Abstract

Although research relating to the urban heat island (UHI) phenomenon has been significantly increasing in recent years, there is still a lack of a continuous and clear recognition of the potential gradient effect on the UHI—landscape relationship within large urbanized regions. In this study, we chose the Beijing-Tianjin-Hebei (BTH) region, which is a large scaled urban agglomeration in China, as the case study area. We examined the causal relationship between the LST variation and underlying surface characteristics using multi-temporal land cover and summer average land surface temperature (LST) data as the analyzed variables. This study then further discussed the modeling performance when quantifying their relationship from a spatial gradient perspective (the grid size ranged from 6 to 24 km), by comparing the ordinary least squares (OLS) and geographically weighted regression (GWR) methods. The results indicate that: (1) both the OLS and GWR analysis confirmed that the composition of built-up land contributes as an essential factor that is responsible for the UHI phenomenon in a large urban agglomeration region; (2) for the OLS, the modeled relationship between the LST and its drive factor showed a significant spatial gradient effect, changing with different spatial analysis grids; and, (3) in contrast, using the GWR model revealed a considerably robust and better performance for accommodating the spatial non-stationarity with a lower scale dependence than that of the OLS model.
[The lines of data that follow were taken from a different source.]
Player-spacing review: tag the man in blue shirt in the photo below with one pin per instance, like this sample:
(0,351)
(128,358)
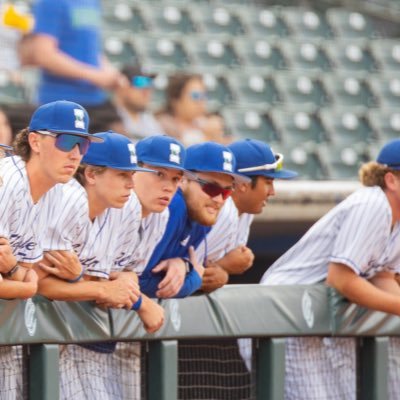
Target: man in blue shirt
(173,270)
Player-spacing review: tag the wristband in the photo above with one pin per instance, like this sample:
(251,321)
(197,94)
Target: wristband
(12,271)
(188,265)
(136,306)
(75,279)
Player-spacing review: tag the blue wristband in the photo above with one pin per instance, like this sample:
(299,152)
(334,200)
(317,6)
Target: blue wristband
(76,279)
(136,306)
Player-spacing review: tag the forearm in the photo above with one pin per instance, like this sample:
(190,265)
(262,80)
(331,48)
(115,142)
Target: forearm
(361,291)
(57,289)
(16,289)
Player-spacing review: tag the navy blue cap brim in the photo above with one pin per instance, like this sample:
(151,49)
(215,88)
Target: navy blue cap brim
(163,165)
(91,137)
(237,177)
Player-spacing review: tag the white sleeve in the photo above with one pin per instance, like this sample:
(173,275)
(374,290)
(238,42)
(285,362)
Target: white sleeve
(364,229)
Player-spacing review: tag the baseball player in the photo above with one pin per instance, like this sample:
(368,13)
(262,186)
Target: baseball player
(104,194)
(226,242)
(193,211)
(48,152)
(354,248)
(166,156)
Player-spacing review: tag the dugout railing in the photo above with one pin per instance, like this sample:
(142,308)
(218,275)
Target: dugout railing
(267,313)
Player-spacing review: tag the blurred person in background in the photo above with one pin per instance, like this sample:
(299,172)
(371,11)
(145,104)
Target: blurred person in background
(132,103)
(6,136)
(66,45)
(185,105)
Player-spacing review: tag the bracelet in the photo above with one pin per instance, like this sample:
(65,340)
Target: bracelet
(12,271)
(136,306)
(75,279)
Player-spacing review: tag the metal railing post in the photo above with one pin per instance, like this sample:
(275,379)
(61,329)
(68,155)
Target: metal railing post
(162,376)
(43,372)
(270,370)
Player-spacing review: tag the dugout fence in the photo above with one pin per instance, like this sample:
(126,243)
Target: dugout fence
(175,364)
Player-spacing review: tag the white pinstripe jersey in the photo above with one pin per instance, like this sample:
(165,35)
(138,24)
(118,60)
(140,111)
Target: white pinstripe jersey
(139,251)
(18,214)
(229,232)
(357,233)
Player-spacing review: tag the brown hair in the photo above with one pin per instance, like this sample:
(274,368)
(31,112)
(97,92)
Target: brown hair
(80,173)
(176,85)
(21,144)
(373,174)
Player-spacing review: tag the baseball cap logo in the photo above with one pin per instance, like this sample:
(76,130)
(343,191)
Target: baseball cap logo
(132,151)
(79,118)
(227,161)
(175,152)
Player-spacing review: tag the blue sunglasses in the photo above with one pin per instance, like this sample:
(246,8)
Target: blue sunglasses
(66,141)
(142,82)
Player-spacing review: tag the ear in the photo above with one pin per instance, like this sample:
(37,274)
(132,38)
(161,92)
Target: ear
(34,142)
(90,175)
(391,181)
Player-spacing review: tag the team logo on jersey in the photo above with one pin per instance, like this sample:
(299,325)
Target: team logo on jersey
(30,317)
(79,118)
(308,312)
(132,151)
(175,153)
(227,161)
(175,315)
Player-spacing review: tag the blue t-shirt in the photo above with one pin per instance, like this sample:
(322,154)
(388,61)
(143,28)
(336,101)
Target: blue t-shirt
(76,24)
(180,234)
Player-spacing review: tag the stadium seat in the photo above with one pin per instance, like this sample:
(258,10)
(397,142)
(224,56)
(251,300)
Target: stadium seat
(217,19)
(121,16)
(253,90)
(11,92)
(306,23)
(387,53)
(347,127)
(304,159)
(349,91)
(265,22)
(212,53)
(387,89)
(303,91)
(298,127)
(305,56)
(119,50)
(160,53)
(248,123)
(351,56)
(385,123)
(348,24)
(259,53)
(343,161)
(169,19)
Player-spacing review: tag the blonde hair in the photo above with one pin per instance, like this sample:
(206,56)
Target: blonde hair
(80,173)
(373,174)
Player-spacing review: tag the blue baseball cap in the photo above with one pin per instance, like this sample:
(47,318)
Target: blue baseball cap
(161,151)
(115,151)
(254,157)
(62,117)
(390,154)
(212,157)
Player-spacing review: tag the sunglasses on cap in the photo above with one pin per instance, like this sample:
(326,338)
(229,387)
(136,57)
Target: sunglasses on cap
(66,141)
(198,96)
(5,151)
(277,165)
(213,189)
(142,82)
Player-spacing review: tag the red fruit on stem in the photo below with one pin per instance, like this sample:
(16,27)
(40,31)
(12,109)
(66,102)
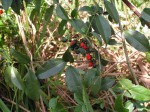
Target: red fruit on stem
(1,11)
(88,57)
(82,44)
(72,42)
(84,47)
(90,64)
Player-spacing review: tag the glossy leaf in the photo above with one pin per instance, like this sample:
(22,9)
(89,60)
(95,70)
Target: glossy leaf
(47,17)
(61,27)
(20,57)
(86,8)
(61,12)
(119,104)
(146,14)
(111,9)
(3,106)
(89,77)
(137,40)
(53,103)
(32,88)
(86,100)
(78,98)
(140,93)
(56,1)
(73,80)
(95,87)
(101,26)
(137,92)
(107,83)
(48,13)
(129,105)
(6,4)
(16,6)
(51,68)
(148,57)
(98,37)
(74,13)
(14,77)
(67,57)
(79,25)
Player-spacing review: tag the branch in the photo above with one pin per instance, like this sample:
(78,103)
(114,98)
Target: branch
(135,10)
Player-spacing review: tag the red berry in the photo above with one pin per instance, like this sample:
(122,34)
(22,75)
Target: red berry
(84,47)
(88,57)
(72,43)
(1,11)
(82,44)
(91,64)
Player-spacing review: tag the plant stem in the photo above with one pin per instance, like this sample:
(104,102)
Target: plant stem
(135,10)
(126,55)
(12,102)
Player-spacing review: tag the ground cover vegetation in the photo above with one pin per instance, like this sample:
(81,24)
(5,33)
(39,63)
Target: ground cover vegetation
(74,56)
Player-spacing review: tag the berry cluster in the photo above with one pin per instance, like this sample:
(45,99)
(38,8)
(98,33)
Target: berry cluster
(76,46)
(1,11)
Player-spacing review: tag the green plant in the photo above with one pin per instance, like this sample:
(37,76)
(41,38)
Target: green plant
(34,83)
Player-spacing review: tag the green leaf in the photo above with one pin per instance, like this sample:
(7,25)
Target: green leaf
(56,1)
(61,12)
(32,88)
(86,100)
(86,8)
(137,92)
(48,13)
(101,26)
(21,58)
(51,68)
(119,104)
(112,42)
(53,103)
(111,9)
(92,81)
(3,106)
(67,57)
(78,98)
(125,83)
(79,25)
(137,40)
(74,13)
(61,27)
(148,57)
(16,6)
(146,14)
(89,77)
(73,80)
(107,83)
(47,16)
(129,105)
(140,93)
(98,37)
(14,77)
(6,4)
(95,87)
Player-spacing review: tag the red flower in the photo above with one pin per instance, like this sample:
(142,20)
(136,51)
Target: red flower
(1,11)
(88,57)
(91,64)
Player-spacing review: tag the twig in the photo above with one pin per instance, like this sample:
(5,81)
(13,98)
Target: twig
(42,105)
(22,33)
(135,10)
(126,55)
(12,102)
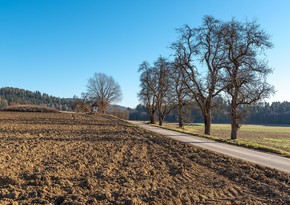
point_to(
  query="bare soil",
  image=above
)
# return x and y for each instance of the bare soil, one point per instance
(57, 158)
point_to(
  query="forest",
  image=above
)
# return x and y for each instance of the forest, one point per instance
(12, 96)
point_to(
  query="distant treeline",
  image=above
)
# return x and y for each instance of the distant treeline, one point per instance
(261, 113)
(13, 96)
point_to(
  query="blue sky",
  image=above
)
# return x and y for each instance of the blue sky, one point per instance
(54, 46)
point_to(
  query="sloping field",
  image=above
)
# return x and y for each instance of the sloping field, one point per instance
(56, 158)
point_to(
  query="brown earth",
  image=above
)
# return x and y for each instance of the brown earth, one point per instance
(57, 158)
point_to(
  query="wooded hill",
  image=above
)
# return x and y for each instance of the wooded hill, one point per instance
(12, 96)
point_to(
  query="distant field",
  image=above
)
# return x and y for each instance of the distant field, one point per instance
(67, 158)
(273, 137)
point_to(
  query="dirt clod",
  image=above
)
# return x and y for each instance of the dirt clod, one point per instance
(54, 158)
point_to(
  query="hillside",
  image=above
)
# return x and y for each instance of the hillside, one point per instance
(62, 158)
(10, 96)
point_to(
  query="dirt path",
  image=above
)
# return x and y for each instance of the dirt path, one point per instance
(52, 158)
(265, 159)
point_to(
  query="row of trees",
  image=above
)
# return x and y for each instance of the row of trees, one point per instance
(277, 113)
(216, 60)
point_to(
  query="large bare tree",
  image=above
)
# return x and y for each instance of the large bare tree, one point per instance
(246, 70)
(200, 55)
(103, 90)
(165, 95)
(180, 91)
(149, 89)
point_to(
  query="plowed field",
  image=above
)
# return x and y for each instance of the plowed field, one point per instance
(57, 158)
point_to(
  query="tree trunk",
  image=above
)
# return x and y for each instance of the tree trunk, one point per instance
(161, 119)
(234, 131)
(160, 122)
(207, 123)
(234, 121)
(152, 118)
(180, 117)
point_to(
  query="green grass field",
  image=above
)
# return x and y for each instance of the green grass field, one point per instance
(268, 138)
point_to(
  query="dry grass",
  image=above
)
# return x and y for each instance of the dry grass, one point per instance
(62, 158)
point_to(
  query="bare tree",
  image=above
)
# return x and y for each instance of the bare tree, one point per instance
(246, 71)
(165, 94)
(103, 90)
(196, 49)
(156, 89)
(149, 89)
(180, 90)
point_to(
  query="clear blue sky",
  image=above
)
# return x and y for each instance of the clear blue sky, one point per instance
(54, 46)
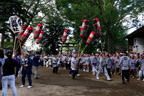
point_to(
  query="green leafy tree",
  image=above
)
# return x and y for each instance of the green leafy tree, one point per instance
(25, 9)
(111, 13)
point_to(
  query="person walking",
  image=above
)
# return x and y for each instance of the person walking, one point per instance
(55, 66)
(1, 63)
(36, 60)
(125, 64)
(27, 70)
(9, 69)
(74, 66)
(102, 67)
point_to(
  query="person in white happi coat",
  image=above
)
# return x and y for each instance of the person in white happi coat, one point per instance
(102, 66)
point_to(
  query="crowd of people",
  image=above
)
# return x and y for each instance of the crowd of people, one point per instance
(127, 65)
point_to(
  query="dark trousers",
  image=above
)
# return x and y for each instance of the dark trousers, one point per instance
(125, 73)
(17, 70)
(55, 69)
(28, 77)
(71, 72)
(74, 72)
(109, 71)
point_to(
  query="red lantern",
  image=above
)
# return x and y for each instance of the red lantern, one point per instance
(64, 37)
(90, 37)
(38, 30)
(84, 28)
(40, 37)
(97, 28)
(26, 34)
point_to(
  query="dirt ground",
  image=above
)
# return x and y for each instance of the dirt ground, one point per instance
(61, 84)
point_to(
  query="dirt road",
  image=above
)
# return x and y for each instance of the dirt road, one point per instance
(61, 84)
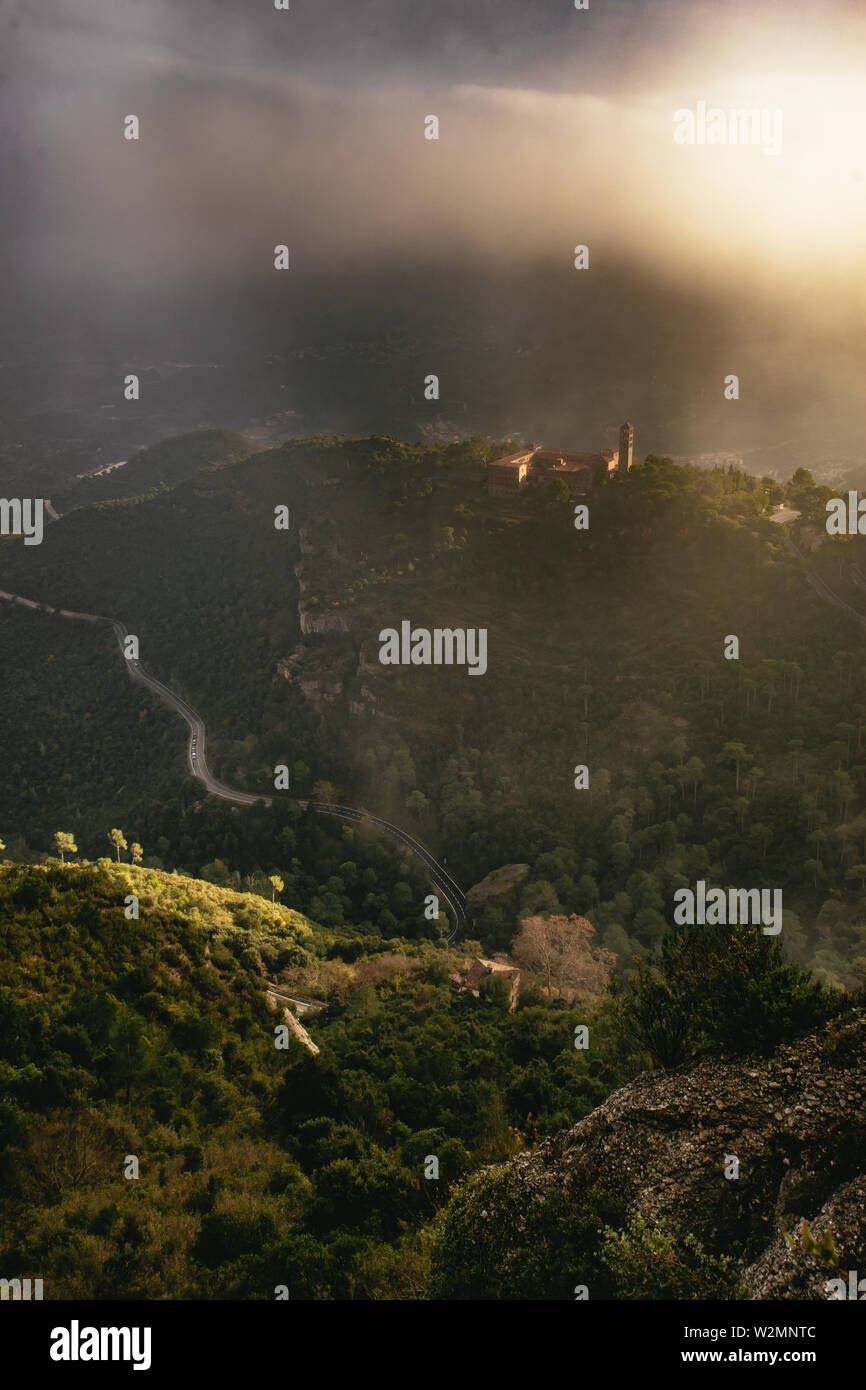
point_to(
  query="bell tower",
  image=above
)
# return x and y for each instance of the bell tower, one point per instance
(626, 446)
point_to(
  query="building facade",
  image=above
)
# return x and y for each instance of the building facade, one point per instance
(537, 464)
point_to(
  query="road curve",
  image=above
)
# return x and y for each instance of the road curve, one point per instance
(196, 762)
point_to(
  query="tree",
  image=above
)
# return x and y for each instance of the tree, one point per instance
(118, 841)
(66, 844)
(560, 954)
(719, 987)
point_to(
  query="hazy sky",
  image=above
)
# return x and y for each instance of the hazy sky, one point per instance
(307, 127)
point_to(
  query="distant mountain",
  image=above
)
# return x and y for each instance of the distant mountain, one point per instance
(161, 466)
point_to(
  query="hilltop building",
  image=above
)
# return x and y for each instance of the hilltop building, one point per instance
(538, 464)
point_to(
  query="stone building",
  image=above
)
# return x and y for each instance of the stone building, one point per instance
(537, 464)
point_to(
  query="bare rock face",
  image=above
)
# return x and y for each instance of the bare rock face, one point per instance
(795, 1123)
(323, 623)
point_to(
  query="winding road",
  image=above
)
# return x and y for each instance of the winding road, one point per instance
(196, 761)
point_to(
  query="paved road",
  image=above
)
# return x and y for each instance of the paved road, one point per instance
(196, 761)
(822, 587)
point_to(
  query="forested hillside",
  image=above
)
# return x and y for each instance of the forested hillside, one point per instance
(259, 1166)
(740, 772)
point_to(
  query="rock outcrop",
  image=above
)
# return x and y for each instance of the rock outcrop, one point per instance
(795, 1123)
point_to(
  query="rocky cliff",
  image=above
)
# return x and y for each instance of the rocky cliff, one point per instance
(793, 1126)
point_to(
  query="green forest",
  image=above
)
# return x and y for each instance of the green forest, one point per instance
(153, 1037)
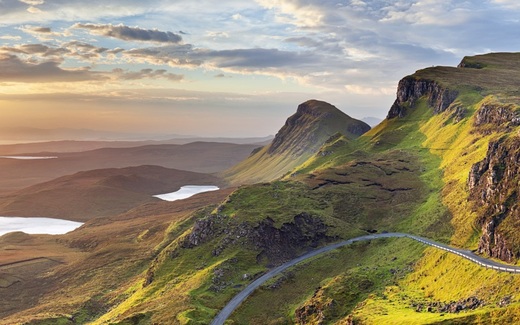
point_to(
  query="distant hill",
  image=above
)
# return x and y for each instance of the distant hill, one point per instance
(372, 121)
(101, 192)
(301, 136)
(81, 145)
(202, 157)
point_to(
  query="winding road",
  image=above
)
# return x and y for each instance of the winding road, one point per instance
(241, 296)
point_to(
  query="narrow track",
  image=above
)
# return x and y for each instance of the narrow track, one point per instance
(241, 296)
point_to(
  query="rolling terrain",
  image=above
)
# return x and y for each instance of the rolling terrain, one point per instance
(201, 157)
(99, 193)
(443, 165)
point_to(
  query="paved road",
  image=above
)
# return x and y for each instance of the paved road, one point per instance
(241, 296)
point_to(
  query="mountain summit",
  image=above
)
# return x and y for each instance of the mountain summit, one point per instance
(301, 137)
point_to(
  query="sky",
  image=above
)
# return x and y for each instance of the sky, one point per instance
(226, 68)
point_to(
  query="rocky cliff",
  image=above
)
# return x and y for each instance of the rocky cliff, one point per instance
(301, 137)
(410, 89)
(494, 185)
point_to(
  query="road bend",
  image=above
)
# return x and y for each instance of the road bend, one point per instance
(241, 296)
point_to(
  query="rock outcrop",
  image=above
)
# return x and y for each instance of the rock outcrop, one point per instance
(494, 185)
(304, 131)
(410, 89)
(495, 115)
(302, 135)
(275, 245)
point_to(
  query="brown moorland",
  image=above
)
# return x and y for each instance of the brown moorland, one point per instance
(99, 193)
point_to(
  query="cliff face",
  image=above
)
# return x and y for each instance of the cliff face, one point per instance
(302, 135)
(410, 89)
(495, 115)
(494, 185)
(274, 245)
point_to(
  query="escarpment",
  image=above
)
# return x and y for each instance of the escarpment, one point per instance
(274, 244)
(494, 185)
(496, 115)
(410, 89)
This study highlights the significant spatial heterogeneity that is related to the UHI effect in large-extent urban agglomeration areas, and it suggests that the potential gradient effect and uncertainty induced by different spatial scale and methodology usage should be considered when modeling the UHI effect with urbanization. This would supplement current UHI study and be beneficial for deepening the cognition and enlightenment of landscape planning for UHI regulation.

Highlights

  • IntroductionAs one of the many factors that influence the urban thermal environment, the landscape features of the underlying surface represent the most commonly used driving factor for examining the quantization relationship with urban heat island (UHI) in most of the related studies [8]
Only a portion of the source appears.